The crypt formed part of the 11th-century church built by Bishop Hugues de Châlon. The bishop's palace was rebuilt (with Romanesque promenoir) by Bishop Hugues de Montaigu (1115-36) Construction was initiated by Guillaume de Seignelay (1207-1220) who gave 700 pounds for the first year of construction. Eodem tempore, circa novas ecclesiarum structuras, passim fervebat de novo ? populorum. Videns itaque episcopus ecclesiam suam Autissiodorensem structure antique minusque composite squalore ac senio laborare, aliis circumquaque capita sua extollentibus mira specie venustatis, eam disposuit nova structura et studioso peritorum in arce cementaria artificio decorare, ne ceteris specie studiove penitus impar esset; eamque fecit a posteriori parte funditus demoliri, ut, deposito antiquitatis veterno, in elegantiorem juvenesceret speciem novitatis. At that time the piety of the people everywhere burned for the construction of new churches; when the bishop saw that old architecture of his old cathedral was mean and old, while elsewhere other most beautiful cathedrals were being built, he decided to have a new church built and decorated most sumptuously?. Guillaume had close family ties to the Ile-de-France. Work began circa 1215; the collapse of flanking towers in 1217 led to a complete rebuilding. The original vision was of a lower structure, perhaps without flyers. The extention upwards led to the introduction of light-weight tracery flyers. The chevet is thought to have been completed 1234 when Bishop Henri de Villeneuve was buried there -- he left 1000 pounds for the work of construction. However, Titus has proposed a somewhat later completion date. The chevet was modified in the 14th century (first two piers east of the crossing rebuilt) and the buttressing modified) and heavily restored in the 19th. The lowest level of the western frontispiece was begun in the mid-13th century (south and center portal) and the south transept in the early-to-mid 14th century, but the nave and north transept remained incomplete . The nave was completed in the late 14th century with the vaults installed in the early 15th. Completion work on the north transept arm was delayed until the late 15th century finished under Bishop Jean Baillet, 1477-1513); work also resumed on the upper western frontispiece and the upper north tower was finished between 1515 and 1543.

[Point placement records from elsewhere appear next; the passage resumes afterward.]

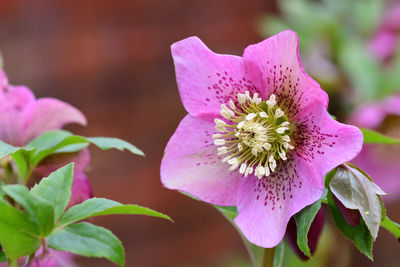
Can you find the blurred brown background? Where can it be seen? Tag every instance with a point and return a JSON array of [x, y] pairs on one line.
[[111, 59]]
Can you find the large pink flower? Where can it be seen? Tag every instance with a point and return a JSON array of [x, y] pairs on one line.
[[380, 161], [385, 42], [23, 117], [258, 135]]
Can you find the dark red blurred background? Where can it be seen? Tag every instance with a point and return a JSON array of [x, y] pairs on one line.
[[111, 59]]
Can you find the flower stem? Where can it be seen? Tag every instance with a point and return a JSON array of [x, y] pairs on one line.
[[12, 263], [268, 260]]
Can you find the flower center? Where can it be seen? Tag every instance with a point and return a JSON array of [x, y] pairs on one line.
[[256, 136]]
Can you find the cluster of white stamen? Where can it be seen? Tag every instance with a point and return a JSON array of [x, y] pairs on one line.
[[255, 136]]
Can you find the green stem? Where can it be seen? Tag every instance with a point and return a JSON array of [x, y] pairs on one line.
[[12, 262], [29, 260], [268, 260]]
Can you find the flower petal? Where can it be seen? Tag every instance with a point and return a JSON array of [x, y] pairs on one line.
[[278, 59], [265, 206], [323, 142], [206, 79], [16, 102], [191, 164], [50, 114]]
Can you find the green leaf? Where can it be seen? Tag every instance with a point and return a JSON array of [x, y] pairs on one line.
[[279, 254], [3, 256], [106, 143], [359, 234], [372, 137], [6, 149], [356, 191], [304, 219], [101, 206], [40, 212], [63, 141], [230, 212], [88, 240], [21, 159], [18, 236], [391, 226], [56, 189]]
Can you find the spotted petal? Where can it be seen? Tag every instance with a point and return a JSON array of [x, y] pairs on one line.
[[278, 59], [265, 206], [190, 164], [322, 142], [206, 79]]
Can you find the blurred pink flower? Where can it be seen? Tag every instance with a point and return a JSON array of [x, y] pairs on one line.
[[258, 135], [385, 42], [52, 258], [22, 118], [381, 162]]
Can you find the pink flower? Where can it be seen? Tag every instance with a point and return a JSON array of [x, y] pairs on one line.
[[380, 161], [52, 258], [385, 42], [258, 135], [22, 118]]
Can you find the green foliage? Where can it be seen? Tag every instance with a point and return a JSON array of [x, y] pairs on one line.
[[18, 235], [88, 240], [59, 141], [359, 234], [356, 190], [56, 189], [279, 255], [100, 206], [40, 212], [391, 226], [304, 219], [22, 232]]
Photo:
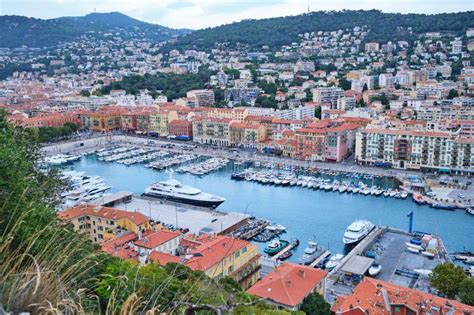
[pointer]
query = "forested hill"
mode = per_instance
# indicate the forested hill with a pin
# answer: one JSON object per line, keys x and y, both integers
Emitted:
{"x": 275, "y": 32}
{"x": 19, "y": 30}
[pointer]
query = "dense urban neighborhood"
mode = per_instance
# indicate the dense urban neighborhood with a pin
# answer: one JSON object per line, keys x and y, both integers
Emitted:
{"x": 354, "y": 108}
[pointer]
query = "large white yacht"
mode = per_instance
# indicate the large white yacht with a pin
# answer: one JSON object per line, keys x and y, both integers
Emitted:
{"x": 173, "y": 190}
{"x": 357, "y": 231}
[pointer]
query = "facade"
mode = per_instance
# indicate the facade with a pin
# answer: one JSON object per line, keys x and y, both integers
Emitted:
{"x": 215, "y": 131}
{"x": 159, "y": 121}
{"x": 288, "y": 284}
{"x": 417, "y": 150}
{"x": 203, "y": 97}
{"x": 101, "y": 224}
{"x": 224, "y": 256}
{"x": 373, "y": 296}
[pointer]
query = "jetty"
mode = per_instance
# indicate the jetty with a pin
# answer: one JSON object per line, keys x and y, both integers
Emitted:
{"x": 290, "y": 246}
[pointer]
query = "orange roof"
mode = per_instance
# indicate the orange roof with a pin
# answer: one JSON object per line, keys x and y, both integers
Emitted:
{"x": 214, "y": 251}
{"x": 103, "y": 212}
{"x": 373, "y": 296}
{"x": 288, "y": 284}
{"x": 163, "y": 258}
{"x": 155, "y": 239}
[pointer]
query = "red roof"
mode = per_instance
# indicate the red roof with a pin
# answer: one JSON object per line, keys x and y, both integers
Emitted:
{"x": 373, "y": 296}
{"x": 163, "y": 258}
{"x": 155, "y": 239}
{"x": 104, "y": 212}
{"x": 288, "y": 284}
{"x": 214, "y": 251}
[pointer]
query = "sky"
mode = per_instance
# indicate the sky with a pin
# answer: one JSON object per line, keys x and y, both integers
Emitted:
{"x": 196, "y": 14}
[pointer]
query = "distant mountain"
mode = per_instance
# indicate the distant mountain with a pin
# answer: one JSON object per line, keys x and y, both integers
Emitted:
{"x": 275, "y": 32}
{"x": 19, "y": 30}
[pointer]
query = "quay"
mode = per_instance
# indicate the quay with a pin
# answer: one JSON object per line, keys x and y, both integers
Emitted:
{"x": 387, "y": 247}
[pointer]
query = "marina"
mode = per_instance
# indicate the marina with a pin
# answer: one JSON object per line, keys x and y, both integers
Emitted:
{"x": 309, "y": 215}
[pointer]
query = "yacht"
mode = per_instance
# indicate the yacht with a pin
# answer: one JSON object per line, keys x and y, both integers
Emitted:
{"x": 357, "y": 231}
{"x": 311, "y": 253}
{"x": 173, "y": 190}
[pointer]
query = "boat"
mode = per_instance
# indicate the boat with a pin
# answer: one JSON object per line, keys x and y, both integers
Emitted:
{"x": 375, "y": 270}
{"x": 333, "y": 262}
{"x": 173, "y": 190}
{"x": 357, "y": 231}
{"x": 275, "y": 247}
{"x": 311, "y": 253}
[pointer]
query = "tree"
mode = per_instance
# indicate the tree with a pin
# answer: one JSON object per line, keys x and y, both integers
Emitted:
{"x": 314, "y": 304}
{"x": 447, "y": 278}
{"x": 466, "y": 291}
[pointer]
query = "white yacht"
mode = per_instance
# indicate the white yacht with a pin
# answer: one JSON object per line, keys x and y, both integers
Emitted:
{"x": 173, "y": 190}
{"x": 357, "y": 231}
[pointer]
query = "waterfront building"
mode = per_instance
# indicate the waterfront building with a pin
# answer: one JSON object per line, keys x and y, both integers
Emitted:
{"x": 417, "y": 150}
{"x": 224, "y": 256}
{"x": 181, "y": 128}
{"x": 101, "y": 224}
{"x": 208, "y": 130}
{"x": 246, "y": 135}
{"x": 159, "y": 121}
{"x": 203, "y": 97}
{"x": 288, "y": 284}
{"x": 372, "y": 296}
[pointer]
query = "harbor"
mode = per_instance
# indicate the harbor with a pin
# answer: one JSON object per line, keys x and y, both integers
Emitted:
{"x": 307, "y": 217}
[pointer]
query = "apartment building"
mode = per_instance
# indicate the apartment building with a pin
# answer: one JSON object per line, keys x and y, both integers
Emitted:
{"x": 159, "y": 121}
{"x": 101, "y": 224}
{"x": 225, "y": 256}
{"x": 215, "y": 131}
{"x": 246, "y": 135}
{"x": 417, "y": 150}
{"x": 203, "y": 97}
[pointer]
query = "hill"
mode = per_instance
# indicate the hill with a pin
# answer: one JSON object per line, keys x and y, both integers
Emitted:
{"x": 275, "y": 32}
{"x": 19, "y": 30}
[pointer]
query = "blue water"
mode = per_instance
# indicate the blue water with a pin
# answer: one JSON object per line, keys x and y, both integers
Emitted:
{"x": 306, "y": 213}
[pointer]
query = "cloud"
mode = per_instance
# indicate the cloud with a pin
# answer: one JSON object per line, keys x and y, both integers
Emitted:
{"x": 197, "y": 14}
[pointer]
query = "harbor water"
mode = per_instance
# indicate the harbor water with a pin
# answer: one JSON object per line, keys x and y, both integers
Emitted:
{"x": 306, "y": 213}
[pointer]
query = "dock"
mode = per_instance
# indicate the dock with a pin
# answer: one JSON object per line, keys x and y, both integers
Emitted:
{"x": 320, "y": 258}
{"x": 290, "y": 246}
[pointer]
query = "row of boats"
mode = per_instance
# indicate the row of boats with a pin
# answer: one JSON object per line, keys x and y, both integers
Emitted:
{"x": 82, "y": 188}
{"x": 205, "y": 167}
{"x": 287, "y": 179}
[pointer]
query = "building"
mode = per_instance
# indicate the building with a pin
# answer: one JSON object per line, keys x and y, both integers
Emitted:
{"x": 160, "y": 241}
{"x": 101, "y": 224}
{"x": 215, "y": 131}
{"x": 246, "y": 135}
{"x": 327, "y": 95}
{"x": 417, "y": 150}
{"x": 181, "y": 128}
{"x": 373, "y": 296}
{"x": 159, "y": 121}
{"x": 203, "y": 97}
{"x": 225, "y": 256}
{"x": 289, "y": 284}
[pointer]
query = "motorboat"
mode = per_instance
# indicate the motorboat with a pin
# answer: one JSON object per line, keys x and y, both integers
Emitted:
{"x": 275, "y": 247}
{"x": 173, "y": 190}
{"x": 375, "y": 270}
{"x": 357, "y": 231}
{"x": 311, "y": 253}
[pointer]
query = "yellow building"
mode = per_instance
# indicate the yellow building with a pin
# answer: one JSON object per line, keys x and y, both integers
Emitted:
{"x": 247, "y": 135}
{"x": 100, "y": 223}
{"x": 159, "y": 121}
{"x": 224, "y": 256}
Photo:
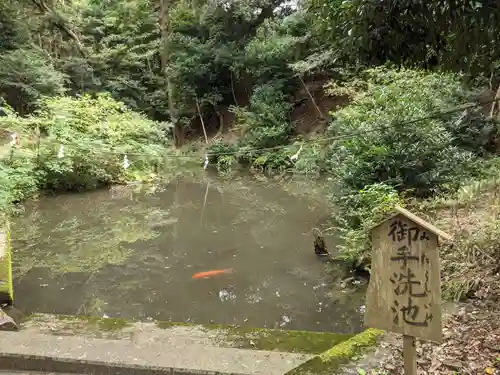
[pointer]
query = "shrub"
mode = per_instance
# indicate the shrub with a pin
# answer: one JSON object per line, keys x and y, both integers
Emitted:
{"x": 386, "y": 146}
{"x": 358, "y": 212}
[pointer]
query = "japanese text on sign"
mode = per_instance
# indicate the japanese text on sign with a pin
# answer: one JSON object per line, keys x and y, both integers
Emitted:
{"x": 405, "y": 281}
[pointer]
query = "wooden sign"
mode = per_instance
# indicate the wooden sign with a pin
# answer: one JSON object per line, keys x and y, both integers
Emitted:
{"x": 404, "y": 293}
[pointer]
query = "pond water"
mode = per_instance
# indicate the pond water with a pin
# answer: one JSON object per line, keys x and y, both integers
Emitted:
{"x": 131, "y": 253}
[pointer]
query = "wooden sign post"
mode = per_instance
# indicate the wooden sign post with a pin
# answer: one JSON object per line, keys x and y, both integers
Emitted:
{"x": 404, "y": 293}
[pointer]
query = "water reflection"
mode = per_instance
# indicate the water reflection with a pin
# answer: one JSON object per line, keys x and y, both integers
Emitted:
{"x": 131, "y": 253}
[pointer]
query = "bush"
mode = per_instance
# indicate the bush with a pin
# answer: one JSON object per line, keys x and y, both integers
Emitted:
{"x": 357, "y": 213}
{"x": 265, "y": 122}
{"x": 387, "y": 147}
{"x": 95, "y": 134}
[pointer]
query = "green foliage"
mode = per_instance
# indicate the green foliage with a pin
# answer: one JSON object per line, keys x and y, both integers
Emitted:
{"x": 223, "y": 155}
{"x": 461, "y": 36}
{"x": 265, "y": 121}
{"x": 386, "y": 146}
{"x": 357, "y": 212}
{"x": 96, "y": 134}
{"x": 26, "y": 75}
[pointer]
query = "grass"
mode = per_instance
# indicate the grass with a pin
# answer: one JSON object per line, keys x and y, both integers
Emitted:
{"x": 470, "y": 262}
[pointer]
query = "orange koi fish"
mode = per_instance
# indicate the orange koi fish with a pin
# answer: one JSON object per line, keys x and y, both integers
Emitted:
{"x": 207, "y": 274}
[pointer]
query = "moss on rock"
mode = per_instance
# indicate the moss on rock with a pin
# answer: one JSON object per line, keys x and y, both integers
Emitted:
{"x": 341, "y": 353}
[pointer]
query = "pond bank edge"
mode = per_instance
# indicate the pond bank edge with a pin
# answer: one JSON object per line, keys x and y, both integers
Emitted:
{"x": 341, "y": 353}
{"x": 267, "y": 339}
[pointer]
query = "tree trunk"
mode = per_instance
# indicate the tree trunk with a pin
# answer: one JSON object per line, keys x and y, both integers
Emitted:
{"x": 165, "y": 6}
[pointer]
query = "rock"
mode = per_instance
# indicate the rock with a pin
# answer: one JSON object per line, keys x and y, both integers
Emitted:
{"x": 6, "y": 322}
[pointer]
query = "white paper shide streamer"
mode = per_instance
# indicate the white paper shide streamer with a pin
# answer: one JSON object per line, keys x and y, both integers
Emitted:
{"x": 60, "y": 153}
{"x": 126, "y": 164}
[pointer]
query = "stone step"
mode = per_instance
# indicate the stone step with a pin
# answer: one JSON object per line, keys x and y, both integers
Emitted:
{"x": 78, "y": 354}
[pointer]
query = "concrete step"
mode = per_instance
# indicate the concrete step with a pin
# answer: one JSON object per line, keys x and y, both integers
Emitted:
{"x": 79, "y": 354}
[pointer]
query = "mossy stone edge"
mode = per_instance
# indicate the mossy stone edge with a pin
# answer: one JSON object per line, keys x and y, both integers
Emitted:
{"x": 330, "y": 360}
{"x": 292, "y": 341}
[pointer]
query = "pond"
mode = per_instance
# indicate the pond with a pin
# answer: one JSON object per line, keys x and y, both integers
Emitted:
{"x": 131, "y": 253}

The chevet was considered by Branner to have been one of the most important formative monuments in "Burgundian Gothic." In Branner's conception the inception of the new "style" is linked with restless experimentation that led the vision of the Auxerre chevet to be modified (increased in height) during construction. The tall clerestory windows with their plate tracery are clerely a response to Chartres. The tall triforium, wall passages, and double slender columns in the mouth of the chapel point to Champagne (Troyes, La Madeleine; Reims, S-Remi) Similarly, the initial plan for sexpartite vaulting in the alternating system of the chevet was modified in favor of quadripartite vaults. Another indication of changing intentions was the abandonment of the original plan to build a lantern tower. Like S-Quentin, Auxerre Cathedral reflects the superimposition of a tall "High Gothic" superstructure upon an infrastructure not intended for such lofty height.